Publié le 12/05/2017 à 23:28 par thermometre Tags : vie moi monde roman enfants femme nature fille sourire jeux merci amis mort dieu jeune pensées sur

 

Intriguée, je me suis levée pour regarder par la fenêtre. J’aperçus alors cette fille. Elle devait à peine avoir 12ans…Elle ne m'était pas familière, certes, mais son regard innocent m’a directement interpelée. Je la contemplais quelques instants. Ses cheveux à moitié tressés, son visage pâle, son sourire forcé, son pagne mal noué, son corps visiblement négligé, sa démarche mal assurée, tout dans son allure donnait une impression de tristesse et d’abandon. Quelques minutes plus tard elle s’arrêta net devant la fenêtre de mon balcon, un peu comme si elle était perdue. Elle paraissait hésitante. Pendant un instant, son regard triste balaya toute la rue et, soudain, il se posa sur moi. Et comme si la Nature, le Destin ou Dieu nous avaient appelées l’une et l’autre, dans ce lieu, à cet instant, ses yeux trouvèrent les miens et s’y attachèrent avec force. Son regard était noir, dépourvu de toute émotion. On aurait dit qu’elle était à bout de souffle, qu’elle n’avait plus l’envie de vivre. Et pourtant, elle s’accrochait silencieusement à moi et je ne pouvais la quitter des yeux, même pour une seconde. Je lisais dans son regard un appel désespéré à l’aide, un silencieux « Au secours ! ». Je ressentis un mélange de curiosité et de pitié. Le regard direct, amer et franc de cette petite fille, que je décidai, je ne sais pourquoi, d’appeler Sakinatou, me captivait et me pétrifiait en même temps. Je me demandais en mon for intérieur pourquoi elle me paraissait si étrange ? 

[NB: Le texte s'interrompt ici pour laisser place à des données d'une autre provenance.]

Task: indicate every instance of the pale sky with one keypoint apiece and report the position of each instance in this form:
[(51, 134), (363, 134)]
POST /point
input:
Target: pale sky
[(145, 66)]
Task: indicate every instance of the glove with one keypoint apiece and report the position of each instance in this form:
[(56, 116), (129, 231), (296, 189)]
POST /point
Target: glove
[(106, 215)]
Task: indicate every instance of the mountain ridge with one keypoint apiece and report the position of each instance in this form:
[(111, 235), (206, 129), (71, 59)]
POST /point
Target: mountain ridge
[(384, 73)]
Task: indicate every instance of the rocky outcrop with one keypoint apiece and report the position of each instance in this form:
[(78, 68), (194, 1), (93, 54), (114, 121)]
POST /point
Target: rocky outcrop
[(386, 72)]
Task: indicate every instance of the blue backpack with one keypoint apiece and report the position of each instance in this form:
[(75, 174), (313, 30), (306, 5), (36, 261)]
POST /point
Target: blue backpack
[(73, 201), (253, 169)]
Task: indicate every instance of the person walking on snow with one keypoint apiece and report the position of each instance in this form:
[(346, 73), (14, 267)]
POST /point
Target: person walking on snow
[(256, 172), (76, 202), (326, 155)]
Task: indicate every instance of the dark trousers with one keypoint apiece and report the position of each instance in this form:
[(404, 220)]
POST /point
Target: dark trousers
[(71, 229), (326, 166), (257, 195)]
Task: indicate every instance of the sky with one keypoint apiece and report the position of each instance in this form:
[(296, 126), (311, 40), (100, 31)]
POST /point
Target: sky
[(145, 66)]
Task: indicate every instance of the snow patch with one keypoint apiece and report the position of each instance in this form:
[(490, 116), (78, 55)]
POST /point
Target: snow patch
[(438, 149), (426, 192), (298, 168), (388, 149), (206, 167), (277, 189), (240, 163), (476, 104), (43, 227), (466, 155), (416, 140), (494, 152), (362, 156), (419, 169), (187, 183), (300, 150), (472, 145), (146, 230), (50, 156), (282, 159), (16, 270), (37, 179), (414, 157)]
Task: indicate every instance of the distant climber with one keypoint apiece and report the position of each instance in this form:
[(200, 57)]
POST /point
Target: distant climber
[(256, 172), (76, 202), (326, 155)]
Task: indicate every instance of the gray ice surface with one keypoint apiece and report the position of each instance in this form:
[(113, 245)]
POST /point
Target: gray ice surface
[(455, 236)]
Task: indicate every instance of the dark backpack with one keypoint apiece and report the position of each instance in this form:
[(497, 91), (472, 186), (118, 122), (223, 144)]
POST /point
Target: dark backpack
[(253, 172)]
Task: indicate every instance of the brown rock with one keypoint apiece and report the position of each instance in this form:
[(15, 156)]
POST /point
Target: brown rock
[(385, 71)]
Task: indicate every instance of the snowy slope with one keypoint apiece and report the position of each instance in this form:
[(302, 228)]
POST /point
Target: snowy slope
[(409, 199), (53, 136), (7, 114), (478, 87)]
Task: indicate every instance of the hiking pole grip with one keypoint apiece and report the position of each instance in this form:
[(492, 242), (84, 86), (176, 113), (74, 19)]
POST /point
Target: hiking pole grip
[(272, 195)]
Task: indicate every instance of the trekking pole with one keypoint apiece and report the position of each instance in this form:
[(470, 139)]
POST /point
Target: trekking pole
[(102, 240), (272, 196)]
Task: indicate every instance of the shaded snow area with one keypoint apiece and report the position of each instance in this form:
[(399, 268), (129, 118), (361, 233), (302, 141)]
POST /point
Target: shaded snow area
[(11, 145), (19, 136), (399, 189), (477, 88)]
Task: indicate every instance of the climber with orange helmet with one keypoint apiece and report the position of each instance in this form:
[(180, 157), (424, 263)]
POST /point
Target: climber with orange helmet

De ma fenêtre, Je constatais que, à l’autre bout de la rue, tout le monde la fuyait. Des jeunes de son âge, une dizaine de garçons et de filles, la huaient en la traitant de "BH", terme utilise dans la localité pour dire Boko Haram.

Perturbée par la réaction et les paroles hostiles de ses enfants, j'entrepris un brin de causette avec mon voisin qui lui aussi était sorti sur son balcon et qui observait la scène. Je lui demandai pourquoi tous ces enfants réagissaient de la sorte avec cette pauvre petite. Il m’expliqua qu'en fait  cette petite fille était une « rescapée de Boko Haram ». Elle avait été enlevée par des membres de la secte et, soit elle s’était échappée, soit on l’avait libérée. Je compris alors l’étrange fascination qu’elle exerçait sur moi depuis que nos regards s’étaient croisés. Son calme, son indifférence, me bouleversèrent encore plus. Je tentai de me mettre à sa place, de m’imaginer dans la peau de cette fille. Même si c’était impossible, j’aurais voulu ressentir les épreuves qu’elle avait subies, les moments terribles qu’elle avait vécus. J’aurais voulu en une seconde, par je ne sais quelle magie  vivre ces moments terribles, ces moments atroces.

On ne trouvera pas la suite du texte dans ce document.